The first two imply external monitoring, but not to the exclusion of adding monitoring from inside the cluster as well as a complementary near-term goal.

Implementation

  • Monitoring is horizontally scalable, active/active.
  • Every monitor process advertises its liveness to the database by updating its own MonitorDocument named with its UUID. These MonitorDocuments have a ttl set, so each will disappear from the database if it is not regularly refreshed.
  • Every monitor process competes for a lease on a MonitorDocument called "master". The master lease owner lists the advertised monitors (hopefully including itself) and shares ownership of 256 monitoring buckets evenly across the monitors.
  • Every monitor process regularly checks the "master" MonitorDocument to learn what buckets it has been assigned.
  • Every cluster is placed at create time into one of the 256 buckets using a uniform random distribution.
  • Each monitor uses a Cosmos DB change feed to keep track of database state locally (like k8s list/watch).

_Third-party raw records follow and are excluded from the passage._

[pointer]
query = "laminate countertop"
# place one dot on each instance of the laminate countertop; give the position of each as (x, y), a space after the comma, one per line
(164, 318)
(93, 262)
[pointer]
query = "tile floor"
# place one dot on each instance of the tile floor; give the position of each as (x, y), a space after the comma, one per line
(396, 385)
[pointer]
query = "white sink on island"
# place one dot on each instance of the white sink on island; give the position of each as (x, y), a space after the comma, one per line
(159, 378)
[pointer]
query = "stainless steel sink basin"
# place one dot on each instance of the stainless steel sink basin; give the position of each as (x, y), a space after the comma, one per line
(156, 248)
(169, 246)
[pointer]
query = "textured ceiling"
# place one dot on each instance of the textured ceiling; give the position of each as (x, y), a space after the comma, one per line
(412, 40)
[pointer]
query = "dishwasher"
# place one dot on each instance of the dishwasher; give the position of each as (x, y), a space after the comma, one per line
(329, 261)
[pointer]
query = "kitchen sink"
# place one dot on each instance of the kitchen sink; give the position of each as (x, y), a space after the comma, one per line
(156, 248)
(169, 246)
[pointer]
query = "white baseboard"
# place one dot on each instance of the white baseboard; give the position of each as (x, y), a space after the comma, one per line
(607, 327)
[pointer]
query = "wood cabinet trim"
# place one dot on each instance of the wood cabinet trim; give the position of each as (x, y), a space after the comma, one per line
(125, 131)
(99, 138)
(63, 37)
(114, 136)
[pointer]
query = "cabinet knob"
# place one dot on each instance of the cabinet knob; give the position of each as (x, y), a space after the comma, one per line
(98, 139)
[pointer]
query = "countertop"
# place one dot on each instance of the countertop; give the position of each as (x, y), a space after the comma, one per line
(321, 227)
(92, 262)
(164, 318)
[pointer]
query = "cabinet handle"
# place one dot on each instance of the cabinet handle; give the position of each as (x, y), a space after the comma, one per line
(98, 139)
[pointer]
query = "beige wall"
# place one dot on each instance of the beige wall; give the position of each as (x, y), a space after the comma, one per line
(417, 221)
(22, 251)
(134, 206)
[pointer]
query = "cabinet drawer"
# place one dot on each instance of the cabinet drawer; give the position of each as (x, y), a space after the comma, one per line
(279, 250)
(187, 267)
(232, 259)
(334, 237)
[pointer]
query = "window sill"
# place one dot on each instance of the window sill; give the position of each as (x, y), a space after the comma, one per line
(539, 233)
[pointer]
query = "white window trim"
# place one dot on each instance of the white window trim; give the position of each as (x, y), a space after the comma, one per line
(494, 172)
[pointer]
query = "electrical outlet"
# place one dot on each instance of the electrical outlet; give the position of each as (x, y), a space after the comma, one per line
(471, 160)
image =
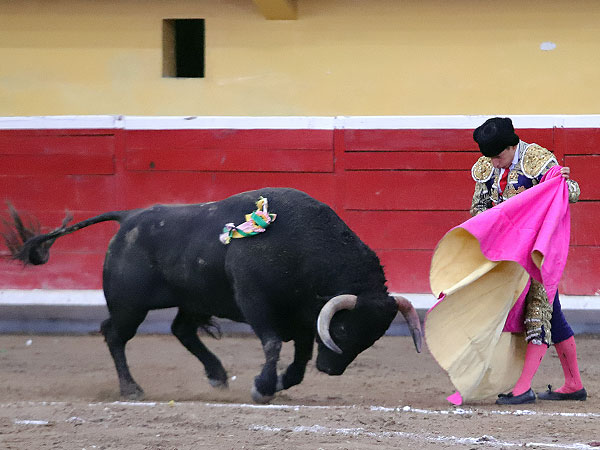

At startup, the cosmos DB change feed returns the current state of all of the OpenShiftClusterDocuments; subsequently as OpenShiftClusterDocuments it returns the updated documents.
  • At the moment of writing, the change feed does not log record deletions. It logs only changes. Deallocated clusters are deleted from the monitoring list only if they were seen in the DeletingProvisioningState by the monitor. The monitor reads the change feed every 10 seconds, so we should avoid cases when OpenShiftClusterDocuments have the DeletingProvisioningState for less than 10 seconds.
  • Each monitor aims to check each cluster it "owns" every 5 minutes; it walks the local database map and distributes checking over lots of local goroutine workers.
  • Monitoring stats are output to mdm via statsd.

Back-of-envelope calculations

  • To support 50,000 clusters/RP with (say) 3 monitors, and check every cluster every 5 minutes, each monitor will need to retire 55 checks per second.
  • If each check is allowed up to 30 seconds to run, that implies 1650 active goroutines per monitor.
  • If each cluster's cached data model takes 2KB and each goroutine takes 2KB, memory usage per monitor would be around 103MB.